An Australian in the Navy
Well it's the difference between upstairs and downstairs. If you've seen Downtown Abbey, have you? You know what downstairs is and you know what upstairs is. It's essentially that same difference. It's a different culture. Sadly, you're a number and you've got a job to do, and you come under a totally different regimen of behaviour. As an officer, you're treated, certainly in the Royal Navy, you get a cabin and you get a servant and you don't have dinner in the middle of the day, you have it at night. And you are in a position of authority, that's really what it is. And it's a very long, drawn out tradition, particularly in the Royal Navy.
I didn't serve very long in the Australian Navy, but I spent the whole of my service in RN ships. You didn't really go ashore with a rating. And as a rating, you didn't approach an officer and ask him to go have a beer with you or anything like that. You were very much in a very separate social level. I'm really speaking of what it was like in England, because when you come from here and, you know, even before the war, we were verging on an egalitarian society.
And I think that's one of the first shocks that my generation of Australians felt when they went there, suddenly the difference in these stratas of different, of the working class, the lower middle class, the middle class, the upper class and so on and so forth, and up there, the aristocracy. And it's that pyramid of social class which never existed in Australia.

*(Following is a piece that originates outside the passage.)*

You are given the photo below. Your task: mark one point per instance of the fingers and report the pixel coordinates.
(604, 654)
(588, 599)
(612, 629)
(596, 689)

And that gave us a totally different attitude towards one another.
We were very much individuals with one another, whereas I think the lower deck, the ratings and in the Royal Navy, they knew their position, just like the people in Downtown Abbey in the servant hall knew their position, and so did the people above them as well. And they didn't cross that bridge such as we did here. And I believe it happened in the Australian Navy as well.